Answer :
To solve this question, we need to understand what a "two-tailed test at the 5% level" means in the context of statistics.
A two-tailed test is used when you are interested in determining whether a sample is significantly different from the population mean in either direction (higher or lower).
The significance level of 5% means that there is a total probability of 0.05 allocated to the two tails of the normal distribution. This is split equally between the two tails, with 0.025 (2.5%) in each tail.
In a standard normal distribution, the critical Z scores represent the values beyond which we would reject the null hypothesis. For a two-tailed test at the 5% level:
1. You look up the critical Z score that corresponds to 0.025 in the lower tail. This will be the negative critical value.
2. Similarly, for the upper tail, you look at the 0.975 (because 1 - 0.025 = 0.975) cumulative probability in the standard normal distribution, which gives you the positive critical value.
From statistical Z tables or calculators:
- The Z score that corresponds to 0.025 in the lower tail is approximately -1.96.
- The Z score that corresponds to 0.975 in the upper tail is approximately 1.96.
Thus, in a two-tailed test at the 5% level, the critical boundary Z scores are +1.96 and -1.96.
A two-tailed test is used when you are interested in determining whether a sample is significantly different from the population mean in either direction (higher or lower).
The significance level of 5% means that there is a total probability of 0.05 allocated to the two tails of the normal distribution.

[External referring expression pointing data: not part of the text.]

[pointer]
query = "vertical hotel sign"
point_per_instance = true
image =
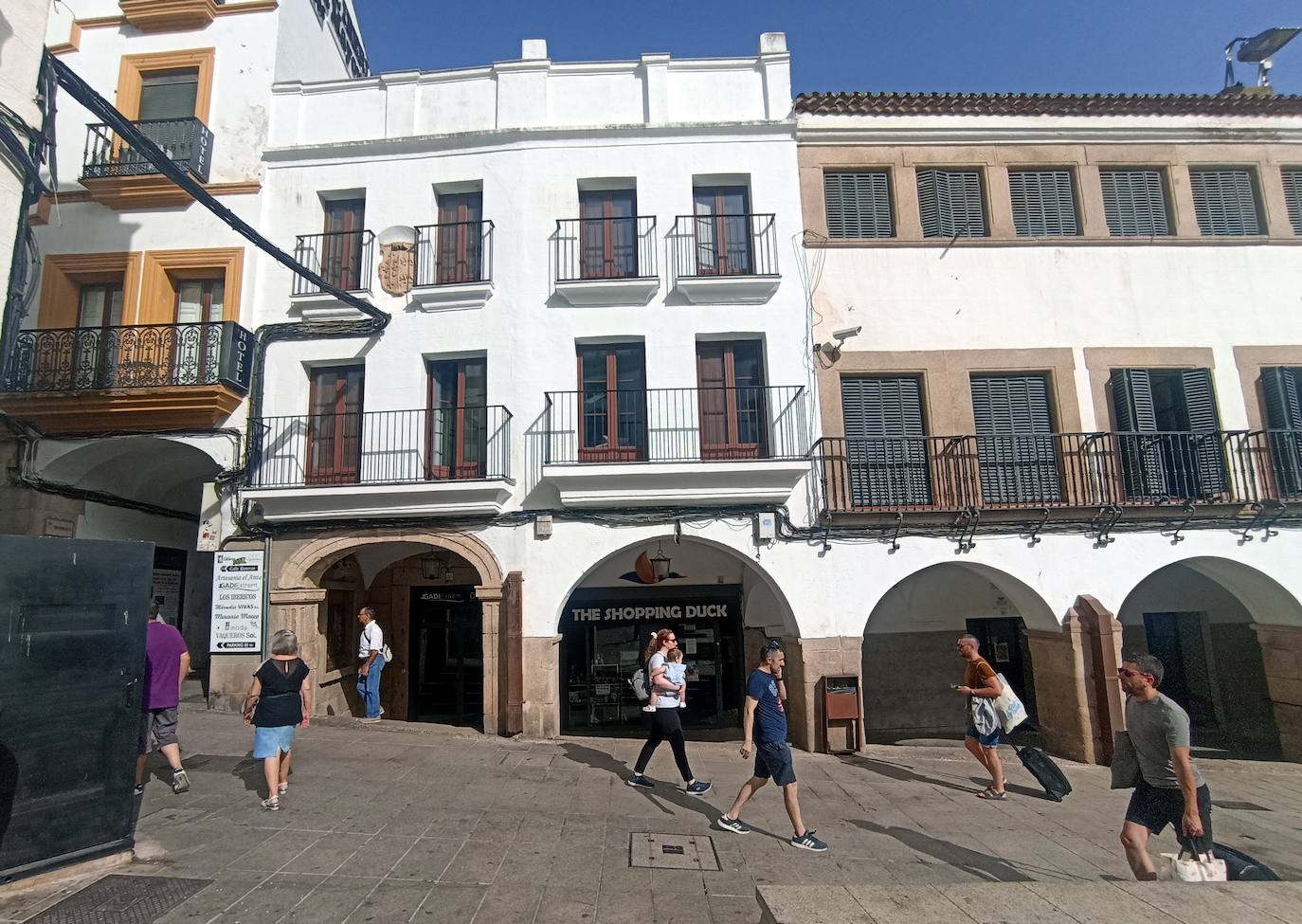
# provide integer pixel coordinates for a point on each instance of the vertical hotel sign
(237, 603)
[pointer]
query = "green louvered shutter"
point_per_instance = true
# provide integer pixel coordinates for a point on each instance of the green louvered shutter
(1043, 203)
(1224, 201)
(886, 445)
(1015, 443)
(950, 203)
(1134, 202)
(859, 205)
(1292, 177)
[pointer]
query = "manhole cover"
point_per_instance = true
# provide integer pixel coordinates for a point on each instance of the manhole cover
(672, 851)
(121, 899)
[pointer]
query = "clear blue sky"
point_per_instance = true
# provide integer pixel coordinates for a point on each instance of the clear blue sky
(992, 45)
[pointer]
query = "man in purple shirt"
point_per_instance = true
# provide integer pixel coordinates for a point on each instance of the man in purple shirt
(167, 661)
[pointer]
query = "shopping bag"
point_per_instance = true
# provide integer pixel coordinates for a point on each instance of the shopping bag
(1190, 867)
(1009, 707)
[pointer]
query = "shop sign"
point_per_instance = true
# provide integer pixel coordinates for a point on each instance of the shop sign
(237, 603)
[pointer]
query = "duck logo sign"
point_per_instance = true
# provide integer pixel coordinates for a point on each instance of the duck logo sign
(237, 603)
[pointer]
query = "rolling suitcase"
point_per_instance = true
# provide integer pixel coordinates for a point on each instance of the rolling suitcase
(1046, 772)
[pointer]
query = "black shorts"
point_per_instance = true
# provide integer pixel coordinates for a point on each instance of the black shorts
(773, 760)
(1155, 807)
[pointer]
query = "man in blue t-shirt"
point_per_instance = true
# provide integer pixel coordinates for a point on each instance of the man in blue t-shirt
(766, 734)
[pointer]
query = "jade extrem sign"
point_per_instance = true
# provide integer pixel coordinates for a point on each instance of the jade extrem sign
(237, 603)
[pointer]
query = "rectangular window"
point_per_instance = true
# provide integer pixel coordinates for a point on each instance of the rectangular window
(733, 408)
(457, 418)
(1225, 201)
(1015, 445)
(1043, 202)
(1134, 202)
(1292, 177)
(886, 445)
(859, 205)
(952, 203)
(335, 426)
(612, 403)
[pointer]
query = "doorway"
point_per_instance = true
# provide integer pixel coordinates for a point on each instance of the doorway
(446, 658)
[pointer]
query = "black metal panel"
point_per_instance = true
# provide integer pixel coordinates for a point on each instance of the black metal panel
(72, 655)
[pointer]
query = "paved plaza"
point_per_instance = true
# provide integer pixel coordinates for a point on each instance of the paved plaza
(404, 823)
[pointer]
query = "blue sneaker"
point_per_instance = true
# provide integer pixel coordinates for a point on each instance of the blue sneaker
(807, 841)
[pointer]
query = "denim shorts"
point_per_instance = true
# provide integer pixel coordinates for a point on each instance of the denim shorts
(267, 742)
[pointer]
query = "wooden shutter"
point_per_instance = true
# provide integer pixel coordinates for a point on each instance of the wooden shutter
(1134, 202)
(1224, 202)
(950, 203)
(1043, 203)
(886, 444)
(859, 205)
(1015, 443)
(1292, 177)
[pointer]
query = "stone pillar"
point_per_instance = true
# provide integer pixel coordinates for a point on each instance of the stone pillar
(490, 600)
(1281, 656)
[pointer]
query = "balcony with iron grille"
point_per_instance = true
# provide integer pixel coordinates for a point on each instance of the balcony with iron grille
(726, 259)
(147, 376)
(1048, 477)
(676, 446)
(120, 176)
(453, 265)
(344, 259)
(444, 461)
(606, 261)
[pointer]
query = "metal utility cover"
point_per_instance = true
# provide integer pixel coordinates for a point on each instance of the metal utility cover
(672, 851)
(121, 899)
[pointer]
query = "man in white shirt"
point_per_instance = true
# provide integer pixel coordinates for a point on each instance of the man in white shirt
(369, 652)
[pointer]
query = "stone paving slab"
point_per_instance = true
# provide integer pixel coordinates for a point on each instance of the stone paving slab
(407, 823)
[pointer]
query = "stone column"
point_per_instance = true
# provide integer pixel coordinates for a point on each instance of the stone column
(490, 600)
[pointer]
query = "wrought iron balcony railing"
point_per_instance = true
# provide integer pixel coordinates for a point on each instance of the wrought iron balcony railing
(146, 355)
(724, 245)
(187, 142)
(605, 248)
(676, 425)
(1058, 470)
(453, 253)
(382, 446)
(341, 258)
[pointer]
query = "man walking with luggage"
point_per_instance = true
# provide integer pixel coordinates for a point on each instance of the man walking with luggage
(1169, 790)
(981, 682)
(765, 725)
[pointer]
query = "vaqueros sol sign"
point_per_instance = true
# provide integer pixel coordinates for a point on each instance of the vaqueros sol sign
(237, 579)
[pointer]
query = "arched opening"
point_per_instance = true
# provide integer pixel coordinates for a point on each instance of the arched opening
(720, 604)
(1204, 620)
(909, 655)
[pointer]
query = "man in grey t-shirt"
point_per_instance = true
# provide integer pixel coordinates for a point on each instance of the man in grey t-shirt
(1170, 788)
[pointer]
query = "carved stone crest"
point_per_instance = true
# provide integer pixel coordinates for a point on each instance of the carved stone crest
(397, 267)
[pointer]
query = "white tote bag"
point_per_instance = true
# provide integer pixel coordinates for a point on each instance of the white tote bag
(1009, 707)
(1190, 867)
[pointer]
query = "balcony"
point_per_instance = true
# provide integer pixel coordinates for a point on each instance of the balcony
(453, 265)
(606, 261)
(948, 474)
(676, 446)
(153, 376)
(382, 463)
(121, 177)
(344, 259)
(726, 259)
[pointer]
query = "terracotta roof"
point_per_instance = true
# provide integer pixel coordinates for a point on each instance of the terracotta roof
(1046, 104)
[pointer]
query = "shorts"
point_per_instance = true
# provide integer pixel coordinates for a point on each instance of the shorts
(986, 741)
(1155, 807)
(773, 760)
(157, 728)
(272, 742)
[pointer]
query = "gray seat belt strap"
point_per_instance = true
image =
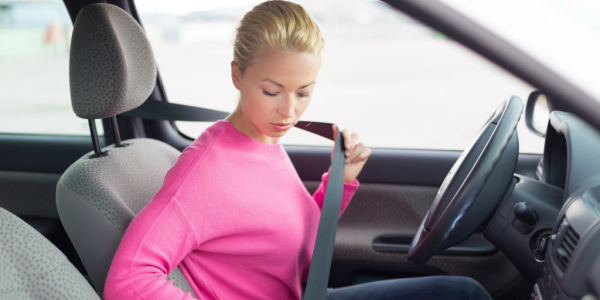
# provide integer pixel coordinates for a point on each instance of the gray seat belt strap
(318, 276)
(320, 266)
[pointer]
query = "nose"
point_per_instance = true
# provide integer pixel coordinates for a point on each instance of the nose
(286, 108)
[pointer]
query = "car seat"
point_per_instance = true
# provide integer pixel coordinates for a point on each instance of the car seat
(32, 268)
(111, 70)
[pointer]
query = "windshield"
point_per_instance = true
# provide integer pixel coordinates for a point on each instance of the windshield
(562, 35)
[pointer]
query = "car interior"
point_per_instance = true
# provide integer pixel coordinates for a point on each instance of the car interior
(525, 226)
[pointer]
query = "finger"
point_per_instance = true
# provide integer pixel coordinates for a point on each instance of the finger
(354, 141)
(363, 156)
(347, 138)
(356, 152)
(334, 132)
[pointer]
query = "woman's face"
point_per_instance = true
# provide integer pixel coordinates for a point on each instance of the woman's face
(274, 92)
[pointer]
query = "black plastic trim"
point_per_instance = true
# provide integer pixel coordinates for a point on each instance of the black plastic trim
(42, 153)
(400, 243)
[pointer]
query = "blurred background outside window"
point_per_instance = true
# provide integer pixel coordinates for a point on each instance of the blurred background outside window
(34, 69)
(396, 82)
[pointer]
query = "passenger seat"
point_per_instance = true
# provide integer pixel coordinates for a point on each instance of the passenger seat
(32, 268)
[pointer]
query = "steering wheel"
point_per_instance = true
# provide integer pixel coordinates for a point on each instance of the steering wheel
(474, 187)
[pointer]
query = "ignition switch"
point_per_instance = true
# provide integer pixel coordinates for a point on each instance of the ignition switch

This is split equally between the two tails, with 0.025 (2.5%) in each tail.
In a standard normal distribution, the critical Z scores represent the values beyond which we would reject the null hypothesis. For a two-tailed test at the 5% level:
1. You look up the critical Z score that corresponds to 0.025 in the lower tail. This will be the negative critical value.
2. Similarly, for the upper tail, you look at the 0.975 (because 1 - 0.025 = 0.975) cumulative probability in the standard normal distribution, which gives you the positive critical value.
From statistical Z tables or calculators:
- The Z score that corresponds to 0.025 in the lower tail is approximately -1.96.
- The Z score that corresponds to 0.975 in the upper tail is approximately 1.96.
Thus, in a two-tailed test at the 5% level, the critical boundary Z scores are +1.96 and -1.96.